Seattle’s Fred Couples will be one of the headliners at the PGA Tour Championship’s Boeing Classic next week at The Club at Snoqualmie Ridge. (Hyosub Shin / Tribune News Service)

Seattle’s Fred Couples will be one of the headliners at the PGA Tour Championship’s Boeing Classic next week at The Club at Snoqualmie Ridge. (Hyosub Shin / Tribune News Service)

2024 Boeing Classic tees off Aug. 9-11

Seventy-eight professional golfers will compete in Snoqualmie for a $2.2 million purse.

From Aug. 9-11, there will be 78 professional golfers shooting for a $2.2 million purse and Pacific Northwest bragging rights at the 19th-annual Boeing Classic.

Started in 2005, the 54-hole, no-cut PGA Tour Championship event returns to The Club at Snoqualmie Ridge, a 7,264-yard, par 72 private course designed by golf legend Jack Nicklaus.
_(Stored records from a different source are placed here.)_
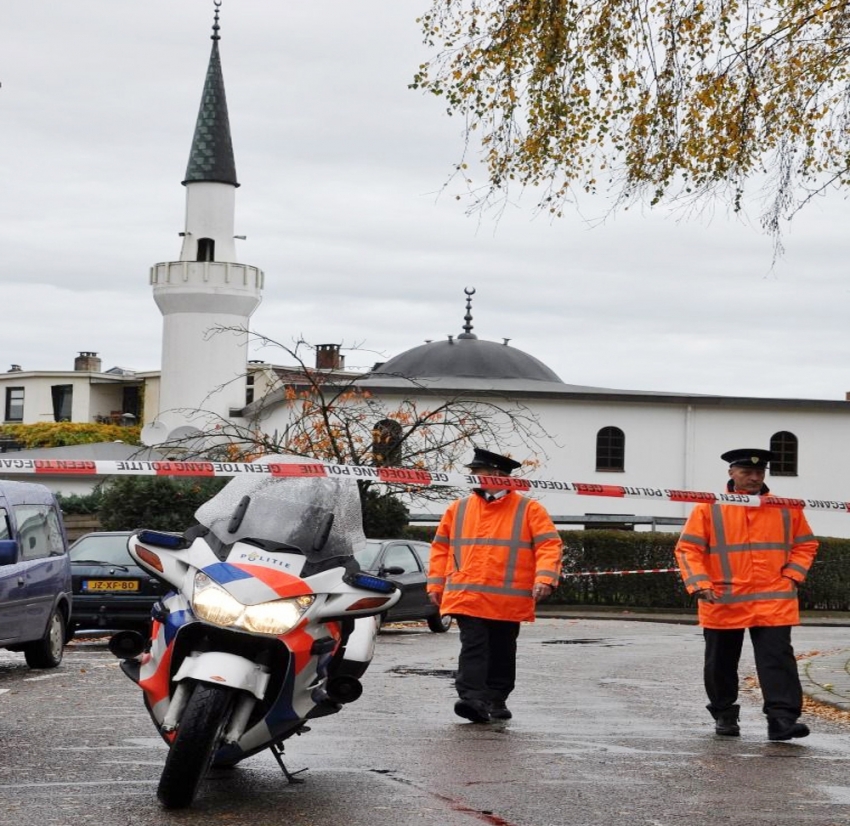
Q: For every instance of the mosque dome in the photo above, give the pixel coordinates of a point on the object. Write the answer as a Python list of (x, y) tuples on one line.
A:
[(468, 357)]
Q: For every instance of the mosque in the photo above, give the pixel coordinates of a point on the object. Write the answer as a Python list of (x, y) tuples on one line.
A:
[(644, 441)]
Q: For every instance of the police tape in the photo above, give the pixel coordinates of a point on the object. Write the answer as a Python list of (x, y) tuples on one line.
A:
[(409, 477), (620, 573)]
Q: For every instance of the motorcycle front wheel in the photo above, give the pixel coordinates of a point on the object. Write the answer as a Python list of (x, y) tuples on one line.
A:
[(192, 750)]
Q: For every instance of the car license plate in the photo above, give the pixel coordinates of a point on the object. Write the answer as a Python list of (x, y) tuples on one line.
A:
[(110, 585)]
And, no, there won’t be Scottie Scheffler, Rory McIlroy, Xander Schauffele or Bryson DeChambeau on the course. Rather, it’s the Schefflers and McIlroys as an older vintage.
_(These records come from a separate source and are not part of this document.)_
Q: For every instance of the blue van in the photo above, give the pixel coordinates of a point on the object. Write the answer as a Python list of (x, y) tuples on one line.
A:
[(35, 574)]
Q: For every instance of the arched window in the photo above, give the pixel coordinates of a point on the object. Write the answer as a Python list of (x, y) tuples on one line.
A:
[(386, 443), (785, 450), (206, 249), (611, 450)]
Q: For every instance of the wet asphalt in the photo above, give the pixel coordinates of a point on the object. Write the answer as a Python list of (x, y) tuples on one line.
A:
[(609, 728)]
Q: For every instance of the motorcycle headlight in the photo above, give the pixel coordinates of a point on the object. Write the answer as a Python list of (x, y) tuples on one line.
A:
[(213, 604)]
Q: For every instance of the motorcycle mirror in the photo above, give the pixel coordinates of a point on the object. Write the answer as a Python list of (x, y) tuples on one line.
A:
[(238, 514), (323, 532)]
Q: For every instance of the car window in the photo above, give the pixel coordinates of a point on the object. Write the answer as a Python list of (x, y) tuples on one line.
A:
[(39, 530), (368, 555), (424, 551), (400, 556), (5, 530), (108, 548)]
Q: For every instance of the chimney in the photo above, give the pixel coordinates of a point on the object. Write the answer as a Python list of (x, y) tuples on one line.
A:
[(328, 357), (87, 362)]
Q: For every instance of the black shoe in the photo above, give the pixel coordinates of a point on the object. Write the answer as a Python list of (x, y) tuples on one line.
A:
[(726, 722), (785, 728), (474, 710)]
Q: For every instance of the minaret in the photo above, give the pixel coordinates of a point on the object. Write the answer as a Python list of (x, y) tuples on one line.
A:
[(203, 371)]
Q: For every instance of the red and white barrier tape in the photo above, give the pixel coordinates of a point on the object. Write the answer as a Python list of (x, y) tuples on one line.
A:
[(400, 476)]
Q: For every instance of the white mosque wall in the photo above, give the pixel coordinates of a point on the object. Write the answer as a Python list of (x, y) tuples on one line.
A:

How does this list sound: Canada’s Stephen Ames, Fiji’s Vijay Singh, Germany’s Bernhard Langer, Scotland’s Colin Montgomerie, Spain’s Miguel Ángel Jiménez and José María Olazábal, South Africa’s Ernie Els and the U.S.’ Jim Furyk and Seattle’s Fred Couples?

The Boeing Classic is one of several tournaments in the PGA Tour Champions series, which is the senior version of the PGA Tour for players 50 years old and older. But while the Langers and Furyks of the world may not produce the same driver speeds and distances as the kids, they have legendary status, which will never diminish.
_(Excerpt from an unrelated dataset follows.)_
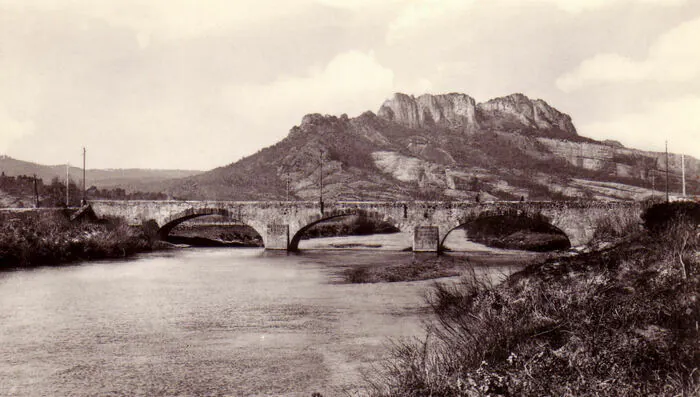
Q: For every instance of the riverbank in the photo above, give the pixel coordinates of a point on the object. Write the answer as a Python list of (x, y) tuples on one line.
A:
[(621, 321), (31, 239)]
Ames, 60, returns to Snoqualmie to defend his title after shooting a tournament record 19-under par 197 last year, topping runner-up and 2022 Boeing Classic champion Jiménez (-12) and 2024 Senior British Open champion and 2023 Boeing Classic third-place finisher K.J. Choi (-10).

Langer was a Boeing Classic champion in 2010 and 2016, runner-up in 2015 and finished tied for fifth (-8) last year.

A local fan favorite, Couples, 64, has never won his home tournament, but he’s finished near the upper third the past three years. His first Boeing Classic was in 2010, and since then his best results have been third: 2010, 2013, 2015 and 2019.

Tournament festivities and practice rounds begin Monday with the first round next Friday.

Ticket prices are $20 (single day pass), $40 (three-day tournament pass) and $60 (weekly pass). Children 14 and under, and all active and retired military personnel and their families receive free admission.